While the pizza momentum in New York has been building for years now, the quality pies have mostly been Neapolitan in nature: cripsy, yes, but also puffy and slightly chewy. Enter Marta, Danny Meyer’s latest venture with Maialino chef Nick Anderer, where the pizza is Roman, the staff is good-looking and the drinks are (way) above average.
Polpettine di Pollo, chicken meatballs, black olives, ricotta, pizza bread:
Rich but light at the same time. So much umami. And I loved the salty olives.
Nebrodini Arrostiti, wood-fired mushrooms, mustard greens, thyme, lemon:
I wanted to order this because I wanted to make it at home. I’m not sure I’ll be able to. So meaty, but with a bite from lemon. Really good.

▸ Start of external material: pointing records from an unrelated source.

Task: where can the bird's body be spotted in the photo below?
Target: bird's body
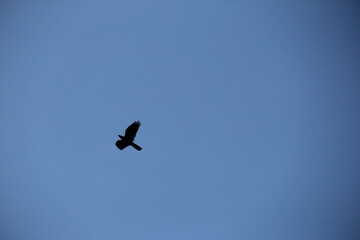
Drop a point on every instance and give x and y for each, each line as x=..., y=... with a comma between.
x=128, y=139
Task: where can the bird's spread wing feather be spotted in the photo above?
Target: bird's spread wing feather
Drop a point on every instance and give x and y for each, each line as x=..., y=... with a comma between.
x=131, y=131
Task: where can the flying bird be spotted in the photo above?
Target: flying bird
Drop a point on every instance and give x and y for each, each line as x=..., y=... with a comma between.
x=128, y=139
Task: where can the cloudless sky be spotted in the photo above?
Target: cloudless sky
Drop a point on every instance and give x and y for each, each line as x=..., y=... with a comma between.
x=250, y=120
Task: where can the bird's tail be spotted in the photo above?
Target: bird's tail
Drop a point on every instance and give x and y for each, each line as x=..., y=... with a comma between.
x=137, y=147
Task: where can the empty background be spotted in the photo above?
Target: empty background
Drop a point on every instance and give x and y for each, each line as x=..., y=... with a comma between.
x=250, y=113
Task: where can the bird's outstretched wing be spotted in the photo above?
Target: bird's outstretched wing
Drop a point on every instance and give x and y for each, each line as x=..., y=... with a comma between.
x=131, y=131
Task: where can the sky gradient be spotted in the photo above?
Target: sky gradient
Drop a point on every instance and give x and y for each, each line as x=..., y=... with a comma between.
x=249, y=109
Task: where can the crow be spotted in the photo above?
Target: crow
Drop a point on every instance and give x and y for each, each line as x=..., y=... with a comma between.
x=128, y=139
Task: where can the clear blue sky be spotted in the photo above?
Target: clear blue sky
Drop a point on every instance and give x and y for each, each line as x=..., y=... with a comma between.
x=250, y=113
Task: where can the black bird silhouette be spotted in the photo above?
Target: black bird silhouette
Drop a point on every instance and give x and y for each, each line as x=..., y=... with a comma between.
x=128, y=139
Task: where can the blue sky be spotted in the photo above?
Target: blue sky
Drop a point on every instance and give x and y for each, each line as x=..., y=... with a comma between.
x=250, y=120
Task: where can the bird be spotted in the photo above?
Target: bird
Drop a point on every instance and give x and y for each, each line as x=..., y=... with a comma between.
x=128, y=139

Stracciatella, house-made stracciatella, basil and olio verde:
In. Sane. That cheese, hand-stretched, was so creamy and sweet, it was like the milkshake of cheese. Pair that with the simple tomato sauce and the crackling crust, and it’s hard to say this wasn’t the best pizza I’ve ever had.
Margherita with mushrooms:
Also super. But no Stracciatella.
Salsiccia, pork sausage, crimini mushrooms and pecorino:
Like a meat-lovers with only one meat. So satisfying. So mouthwatering. So good.
Mercato, autumn greens, bechamel, lemon, grana padano.
Such a nice contrast to the other pies. A really good crust (see those cracks!) and a silky bechamel underneath, then just-soft-enough greens on top and a nice shaving of lemon and cheese. Bravo!
Our menu:
Our cast. Celebrating the birthday of Boo:
Kelli and yours truly:
We sat in the auxiliary bar area, not the hipster front area, but we were really happy about that; it meant we had comfortable chairs and the volume was soft enough we could talk:
Thank you, Marta. Can’t wait to come back.
The 411 on Marta: 29 E. 29th St., Manhattan. 212-651-3800, martamanhattan.com.